21 See also Commonwealth Bank of Australia v State of Queensland; in the matter of Ginn [2016] FCA 1337 at [16], where Edelman J described the view stated by Perram J in National Australia Bank Limited v State of New South Wales [2014] FCA 298 (cited by Derrington J in the above extract) as the 'dominant view'. Justice Edelman continued:
[16] … However, on any view, in this process a pre-existing charge is not extinguished. A fee simple interest remains subject to a charge even after disclaimer and escheat: …

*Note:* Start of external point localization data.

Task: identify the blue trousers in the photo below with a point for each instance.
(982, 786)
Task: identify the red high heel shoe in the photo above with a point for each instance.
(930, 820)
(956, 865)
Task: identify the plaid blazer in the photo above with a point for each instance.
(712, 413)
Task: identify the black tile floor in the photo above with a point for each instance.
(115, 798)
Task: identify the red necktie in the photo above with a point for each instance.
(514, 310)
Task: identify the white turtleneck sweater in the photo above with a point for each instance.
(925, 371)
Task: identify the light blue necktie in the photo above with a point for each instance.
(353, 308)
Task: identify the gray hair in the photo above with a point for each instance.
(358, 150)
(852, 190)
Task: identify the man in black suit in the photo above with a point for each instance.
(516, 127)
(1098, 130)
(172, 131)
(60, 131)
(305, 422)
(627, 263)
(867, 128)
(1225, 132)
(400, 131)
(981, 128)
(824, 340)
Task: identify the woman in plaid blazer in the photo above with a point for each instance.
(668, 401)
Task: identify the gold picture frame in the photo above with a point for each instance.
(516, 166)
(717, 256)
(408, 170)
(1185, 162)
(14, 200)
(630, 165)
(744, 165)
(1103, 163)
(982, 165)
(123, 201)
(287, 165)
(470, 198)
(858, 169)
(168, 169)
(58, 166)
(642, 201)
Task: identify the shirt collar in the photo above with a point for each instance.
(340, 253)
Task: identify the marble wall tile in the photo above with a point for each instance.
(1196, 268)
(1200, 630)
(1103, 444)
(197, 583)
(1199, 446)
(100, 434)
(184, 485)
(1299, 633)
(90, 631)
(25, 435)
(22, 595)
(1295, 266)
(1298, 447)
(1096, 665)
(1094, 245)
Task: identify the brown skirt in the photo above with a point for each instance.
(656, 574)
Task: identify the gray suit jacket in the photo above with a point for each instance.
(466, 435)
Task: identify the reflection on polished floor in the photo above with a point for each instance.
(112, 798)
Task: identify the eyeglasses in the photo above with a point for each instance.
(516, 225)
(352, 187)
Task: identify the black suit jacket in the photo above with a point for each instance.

22 I respectfully adopt the position as explained in Commonwealth Bank of Australia v State of Queensland; in the matter of Ginn and Australia and New Zealand Banking Group Limited v State of Queensland, in the matter of McFarlane. It follows that the Trustee's notices of disclaimer determined the interests of both Ms Butson and the Trustee with respect to the Properties, but the Bank's rights under the Mortgage remain unaffected by the disclaimer such that the Bank is a party who is entitled to make an application to this Court under s 133(9) of the Bankruptcy Act.
(Footnotes omitted).
17 In Commonwealth Bank of Australia v State of Queensland, in the matter of Hewton [2021] FCA 22 at [14]ff, Derrington J summarised the effect of a disclaimer in terms which are consistent with those essayed in St George, as set out above.